Revivo viejos videos y fotografías de conciertos a los que ya ni siquiera recuerdo haber asistido o no logro identificar: el cuadro difuso por la oscuridad, la distancia, un zoom ansioso y un pulso débil víctima del cansancio y los arrejuntes de otras manos inquietas como la mía terminan por crear imágenes apenas perceptibles, pero con un increíble entusiasmo por el ruido (no puedo distinguir nada más que gritos). Al igual que muchos que graban en conciertos, me he vuelto un camarógrafo del fallo, un espectador de la imagen difuminada que terminamos por reconocer gracias a los flashbacks efímeros de nuestro disco duro biológico: “¡Ah! Ya me acordé”, “Sí, fue cuando cantó esa”, “¿Te acuerdas que estábamos muy adelante?”. Al igual que con las fotografías de ovnis o fantasmas, mis videos y fotografías de conciertos son las pruebas fehacientes de que algo parecido a una mancha de luz es una señal de vida.
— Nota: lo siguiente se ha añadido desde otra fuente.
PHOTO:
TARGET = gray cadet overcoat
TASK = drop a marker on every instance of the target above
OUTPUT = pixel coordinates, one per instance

Vuelvo a poner mi dedo sobre la pantalla, ese frío contacto que me regresa al acto contemporáneo de recordar. Entre memes guardados y capturas de pantalla, encuentro fotos de fiestas familiares que me recuerdan cuántos kilos puedo llegar a acumular con el pasar de los años. Me resulta nostálgico que incluso mi familia esté al borde del olvido condicionado por el capricho capitalista de mi celular. Ahora veo con algo de recelo el álbum familiar que no requiere de actualizaciones cada cierto tiempo para albergar sin problema las fotografías de mi infancia.
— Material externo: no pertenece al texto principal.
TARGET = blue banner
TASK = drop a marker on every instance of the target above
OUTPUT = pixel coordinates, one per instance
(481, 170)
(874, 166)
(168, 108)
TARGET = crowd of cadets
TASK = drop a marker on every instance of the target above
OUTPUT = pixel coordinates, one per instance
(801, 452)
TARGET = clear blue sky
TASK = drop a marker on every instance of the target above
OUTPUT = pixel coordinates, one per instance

Con todo y su discreto diseño, el álbum familiar cumple el papel de la versión análoga de la nube o de los mismos muros de las redes sociales. Incluso cuenta con una idea de armonía basada en recortes circulares para aprovechar los espacios de la hoja, cualidad equiparable a la manera en que retocamos nuestras imágenes antes de presumir una nueva foto de perfil. No es que el álbum familiar del anaquel esté exento del olvido, pero al menos es una remembranza táctil y concreta de lo que fuimos y que regularmente viene acompañada de un relato comunal de las diferentes perspectivas familiares. No faltará el tío que desde su nublada focalización apenas recuerda el inicio de la velada, o el testimonio de la mamá como narradora omnisciente que cuenta, con lujo de detalle, cómo nos sentíamos todos en todo momento. Quizá el álbum con su frágil existencia sea un mejor remedio para albergar las escenas infraordinarias, aquellas alejadas de la pose, el filtro o la admiración y que muestran el estado natural de quienes fuimos y somos. No hay una intención de agradar, sino solamente de ayudar a nuestra memoria a recordar esos pequeños resquicios encriptados dentro de nosotros.
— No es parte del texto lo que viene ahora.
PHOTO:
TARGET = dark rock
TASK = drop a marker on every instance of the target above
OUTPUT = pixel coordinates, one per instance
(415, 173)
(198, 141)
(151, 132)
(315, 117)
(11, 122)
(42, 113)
Hoy en día es más común depender de las redes sociales para albergar estos recuerdos, pero cuando comenzaron, uno debía conformarse con breves mensajes que apenas daban una impresión de vivencia. Como pinturas rupestres, estos mensajes funcionaron para mostrar la urgencia por capitalizar el deseo de mostrarse en un punto y en un momento. Cuando las palabras no fueron suficientes y se volvieron obsoletas, la imagen llegó para reemplazar al relato. El futuro será visual, dicen los entusiastas mercadólogos y diseñadores que reniegan de la gran horma de las palabras que no logran calzar. Por desgracia, la imagen en las pantallas siempre será apenas un destello de información que fluye en el río de nuestros muros de inicio junto con las imágenes de nuestras amistades.

Tal vez la aversión moderna por las palabras y los grandes relatos sea la estrategia para desprendernos de nuestra memoria. La Ilíada y La Odisea son el claro ejemplo de cómo los grandes relatos pueden superar el olvido. Nuestra nueva práctica de recordar deja de lado este aspecto de los mensajes sustituyéndolos por una imagen diluida que nos esforzamos por retocar hasta que desaparezca lo que no toleramos de nosotros. Para incomodidad de los gurús de la innovación, la lengua revela eso que queremos ocultar, pero también despierta lo que dejamos a merced del olvido en imágenes cada vez más fugaces.

Quizá lo más triste de esto es que algún día los servidores digitales que albergan nuestros recuerdos dejarán de funcionar de un momento a otro arrastrando hacia lo obsoleto las vivencias que dejamos a su merced. Dentro de poco trataré de recuperar mis archivos de la nube, sólo hace falta que recuerde la contraseña.